JAMES! Enough with the sound effects!
A hush fell over the room and I stood there frozen, like a jackass holding a ruler over my head. I went from the top of the world to a burning pile of wreckage in six words as Miss S., who had hypocritically just screamed way louder than I ever had in that room, went back to her Redbook or whatever my ruler-plane was distracting her from.
I’m sure if you go back and ask any of the people who were in the class that day, they wouldn’t remember that. I bet even Miss S., wherever she may be, wouldn’t remember it. But I did. I remember because it changed who I was in that class. It was business as usual for the other kids after that outburst. I, however, spent the rest of the day in humiliated silence.

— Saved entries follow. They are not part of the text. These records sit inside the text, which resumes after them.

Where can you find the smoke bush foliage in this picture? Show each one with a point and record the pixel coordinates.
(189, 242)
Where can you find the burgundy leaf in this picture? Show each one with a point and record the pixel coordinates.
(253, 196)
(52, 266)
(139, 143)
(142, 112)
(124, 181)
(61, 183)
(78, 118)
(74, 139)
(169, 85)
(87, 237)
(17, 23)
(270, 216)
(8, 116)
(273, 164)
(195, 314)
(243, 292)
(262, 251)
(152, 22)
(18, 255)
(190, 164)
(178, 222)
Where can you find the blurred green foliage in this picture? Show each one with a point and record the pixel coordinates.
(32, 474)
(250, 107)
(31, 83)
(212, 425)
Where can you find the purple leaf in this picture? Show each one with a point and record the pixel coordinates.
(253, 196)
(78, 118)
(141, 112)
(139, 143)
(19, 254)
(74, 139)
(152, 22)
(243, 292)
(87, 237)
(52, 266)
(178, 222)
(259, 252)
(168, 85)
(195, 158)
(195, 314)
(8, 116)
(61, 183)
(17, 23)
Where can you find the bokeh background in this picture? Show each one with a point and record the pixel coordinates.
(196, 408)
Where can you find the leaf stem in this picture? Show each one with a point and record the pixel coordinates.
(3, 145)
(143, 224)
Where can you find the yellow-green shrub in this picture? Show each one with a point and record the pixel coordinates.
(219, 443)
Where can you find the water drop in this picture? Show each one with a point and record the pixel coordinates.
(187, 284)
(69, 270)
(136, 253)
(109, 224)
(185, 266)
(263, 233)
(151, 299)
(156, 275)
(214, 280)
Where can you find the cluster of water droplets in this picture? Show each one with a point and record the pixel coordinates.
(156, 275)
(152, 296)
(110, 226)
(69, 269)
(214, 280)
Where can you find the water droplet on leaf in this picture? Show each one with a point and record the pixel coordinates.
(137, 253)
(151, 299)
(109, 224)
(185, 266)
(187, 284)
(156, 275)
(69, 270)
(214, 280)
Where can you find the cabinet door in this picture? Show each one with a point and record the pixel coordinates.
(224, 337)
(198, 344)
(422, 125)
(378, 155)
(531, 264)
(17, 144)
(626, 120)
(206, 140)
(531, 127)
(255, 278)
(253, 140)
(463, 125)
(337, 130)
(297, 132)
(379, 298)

Maybe Miss S. and some of the other short-fused adults I encountered through the years didn’t know the gravity of their words or just didn’t care. It could have been a bit of both. While I’ve grown to have a thick skin in my recent years, many early stories definitely etched away at my confidence for a long while.
Don’t get me wrong. I was totally annoying. I know that. My humor as a kid was hit and miss. For every precocious Arnold Drummond-esque gem that tumbled from my mouth, there were mountains of insane stupidity. I am, by no means claiming that I should have been allowed to steamroll over people with my manic ten year old comedy routine. I’m just saying there were other ways to go about telling me.

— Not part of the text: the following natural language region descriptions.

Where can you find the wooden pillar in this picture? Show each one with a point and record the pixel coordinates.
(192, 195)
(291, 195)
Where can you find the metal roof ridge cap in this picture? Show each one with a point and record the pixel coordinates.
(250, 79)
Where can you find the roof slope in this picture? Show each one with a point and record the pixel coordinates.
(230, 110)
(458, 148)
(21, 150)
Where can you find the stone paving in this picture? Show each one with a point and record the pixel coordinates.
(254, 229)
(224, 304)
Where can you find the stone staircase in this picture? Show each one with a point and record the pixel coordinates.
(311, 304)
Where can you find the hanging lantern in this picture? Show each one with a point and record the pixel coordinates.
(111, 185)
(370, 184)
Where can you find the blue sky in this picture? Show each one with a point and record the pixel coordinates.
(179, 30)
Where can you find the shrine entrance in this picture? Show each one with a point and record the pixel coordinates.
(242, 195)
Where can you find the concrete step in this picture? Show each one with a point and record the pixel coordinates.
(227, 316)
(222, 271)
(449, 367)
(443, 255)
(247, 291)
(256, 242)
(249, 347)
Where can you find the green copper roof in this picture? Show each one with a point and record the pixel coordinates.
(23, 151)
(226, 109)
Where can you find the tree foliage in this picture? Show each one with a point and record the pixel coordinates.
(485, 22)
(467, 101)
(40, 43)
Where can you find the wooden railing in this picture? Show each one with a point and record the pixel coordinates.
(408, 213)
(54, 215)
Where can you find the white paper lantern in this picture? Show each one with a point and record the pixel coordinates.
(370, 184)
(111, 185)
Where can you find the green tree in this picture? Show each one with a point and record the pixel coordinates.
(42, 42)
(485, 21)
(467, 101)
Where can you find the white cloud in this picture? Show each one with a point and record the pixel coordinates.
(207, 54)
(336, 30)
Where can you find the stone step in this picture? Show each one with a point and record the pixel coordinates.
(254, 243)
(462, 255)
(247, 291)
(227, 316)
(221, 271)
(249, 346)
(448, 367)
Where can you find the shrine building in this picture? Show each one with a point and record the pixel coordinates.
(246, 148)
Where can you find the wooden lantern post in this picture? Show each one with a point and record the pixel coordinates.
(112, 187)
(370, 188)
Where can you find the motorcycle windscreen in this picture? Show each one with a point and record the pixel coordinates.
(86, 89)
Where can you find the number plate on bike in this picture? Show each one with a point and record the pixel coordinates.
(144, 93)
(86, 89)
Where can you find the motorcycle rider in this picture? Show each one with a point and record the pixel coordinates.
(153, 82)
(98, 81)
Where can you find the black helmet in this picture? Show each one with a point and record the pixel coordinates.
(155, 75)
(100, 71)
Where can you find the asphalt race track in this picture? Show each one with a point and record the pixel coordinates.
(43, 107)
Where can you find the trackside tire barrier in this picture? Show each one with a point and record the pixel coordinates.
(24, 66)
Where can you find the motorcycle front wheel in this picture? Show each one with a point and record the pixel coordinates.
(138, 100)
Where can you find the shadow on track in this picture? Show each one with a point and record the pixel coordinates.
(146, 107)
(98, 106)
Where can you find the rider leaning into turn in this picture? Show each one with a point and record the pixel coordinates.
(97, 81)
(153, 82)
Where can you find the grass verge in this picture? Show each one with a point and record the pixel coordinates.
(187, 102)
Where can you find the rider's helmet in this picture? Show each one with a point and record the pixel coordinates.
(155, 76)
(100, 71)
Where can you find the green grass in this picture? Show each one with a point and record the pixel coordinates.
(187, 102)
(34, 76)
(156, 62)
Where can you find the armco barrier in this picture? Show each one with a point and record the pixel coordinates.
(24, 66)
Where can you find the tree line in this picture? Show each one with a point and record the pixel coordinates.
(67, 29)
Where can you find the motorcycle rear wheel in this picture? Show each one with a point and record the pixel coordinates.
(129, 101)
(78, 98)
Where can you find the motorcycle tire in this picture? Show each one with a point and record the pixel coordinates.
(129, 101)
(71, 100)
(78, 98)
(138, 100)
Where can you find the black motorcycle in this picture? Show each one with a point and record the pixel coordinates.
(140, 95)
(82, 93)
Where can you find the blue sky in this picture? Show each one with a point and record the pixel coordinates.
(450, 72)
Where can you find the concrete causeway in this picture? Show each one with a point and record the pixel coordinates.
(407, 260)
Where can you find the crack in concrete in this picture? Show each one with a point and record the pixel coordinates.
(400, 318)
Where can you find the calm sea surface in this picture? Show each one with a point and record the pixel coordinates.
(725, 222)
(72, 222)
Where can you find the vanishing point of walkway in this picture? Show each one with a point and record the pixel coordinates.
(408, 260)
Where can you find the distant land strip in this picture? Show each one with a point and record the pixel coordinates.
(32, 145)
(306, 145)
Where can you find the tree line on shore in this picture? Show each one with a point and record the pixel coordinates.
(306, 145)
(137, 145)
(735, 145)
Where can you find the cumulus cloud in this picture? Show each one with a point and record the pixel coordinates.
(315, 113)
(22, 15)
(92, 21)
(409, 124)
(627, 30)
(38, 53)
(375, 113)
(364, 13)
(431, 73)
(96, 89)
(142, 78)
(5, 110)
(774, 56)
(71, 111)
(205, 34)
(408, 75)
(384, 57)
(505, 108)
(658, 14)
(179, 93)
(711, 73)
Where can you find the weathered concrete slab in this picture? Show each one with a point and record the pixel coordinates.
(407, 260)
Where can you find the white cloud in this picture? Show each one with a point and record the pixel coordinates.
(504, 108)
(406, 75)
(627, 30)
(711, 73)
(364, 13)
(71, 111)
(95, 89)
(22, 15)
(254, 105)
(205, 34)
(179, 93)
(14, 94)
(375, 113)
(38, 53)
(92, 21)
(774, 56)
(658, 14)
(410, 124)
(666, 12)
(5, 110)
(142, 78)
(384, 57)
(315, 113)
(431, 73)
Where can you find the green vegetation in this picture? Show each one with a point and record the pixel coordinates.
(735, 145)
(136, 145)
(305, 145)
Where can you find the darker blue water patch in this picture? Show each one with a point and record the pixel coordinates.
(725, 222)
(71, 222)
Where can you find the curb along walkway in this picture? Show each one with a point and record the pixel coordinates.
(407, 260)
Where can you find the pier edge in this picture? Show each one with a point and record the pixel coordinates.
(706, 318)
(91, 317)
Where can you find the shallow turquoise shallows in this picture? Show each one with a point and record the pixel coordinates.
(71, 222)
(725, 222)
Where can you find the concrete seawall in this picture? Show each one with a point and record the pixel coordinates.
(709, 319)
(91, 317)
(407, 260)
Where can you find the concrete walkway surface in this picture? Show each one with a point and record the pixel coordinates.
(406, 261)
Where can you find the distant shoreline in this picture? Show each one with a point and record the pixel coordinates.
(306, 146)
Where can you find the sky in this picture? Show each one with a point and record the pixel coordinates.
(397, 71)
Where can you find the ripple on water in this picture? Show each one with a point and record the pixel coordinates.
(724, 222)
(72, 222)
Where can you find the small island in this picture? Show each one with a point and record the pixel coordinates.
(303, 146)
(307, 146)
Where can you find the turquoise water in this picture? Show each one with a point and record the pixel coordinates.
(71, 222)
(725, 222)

My daughter, at nine, echoes who I was back then. I see so many things in her personality that I remember in my own. Her humor, exhausting at times, is one of them.
When Olivia discovers a concept that she finds funny, she latches on to it tightly. Laughing uncontrollably, she will repeat it in your face until you’re ready to snap. Case in point – last week.
Ralphie Joe! Ha ha! Daddy! Daddy! Ralphie Joe! Ah! Ha ha ha!
Ralphie Joe! HA!
I have no idea what you’re talking about.
Hi. I’m Ralphie Joe! Ha ha! My name is Ralphie Joe.
She was laughing so hard that she could barely breathe. Rather than slam my hand against the wall like the second coming of Miss S., I offered my classic way of dealing with her high intensity humor.
OK, Ralphie Joe. How about we dial it back a bit? You’re going to pass out.
She walked off, chuckling to herself. My kid had found something she thought was funny, held on to it, and couldn’t let it go. The comedy concept was still in the early stages, but her desire to find a role for Ralphie Joe was not extinguished.
Yesterday, she unveiled her newest doodle character – Fat Cheeks Tim. Basically, Tim is a little man with a face full of cotton candy. Olivia is preparing herself to draw out his zany adventures. By his side is his faithful dog – trumpet sounds – Ralphie Joe.
Sure, it’s not comedic gold, but it’s a start. It’s her start. Had I ranted and raved about how “annoying” her repetition was the week earlier, she might have abandoned the idea forever. I don’t just mean the idea of using the name “Ralphie Joe”, but the idea of trying to share her humor with others.
As adults, we’re used to our words being forgotten almost immediately. You could call your friend a moron or snap at the cable operator and, chances are, they will dismiss it right away. Do the same to your kid and they’ll be bringing it up at Thanksgiving when you’re 60.
The bottom line is that our children are going to navigate the world and experiment with their personalities until they settle on who they truly are. It’s our job to foster that. If that’s too much, the least we can do is have the patience not squash it.
Like it or not, your voice will be one of their inner voices for the rest of their lives. Choose your words wisely. What we say now will be what they hear forever.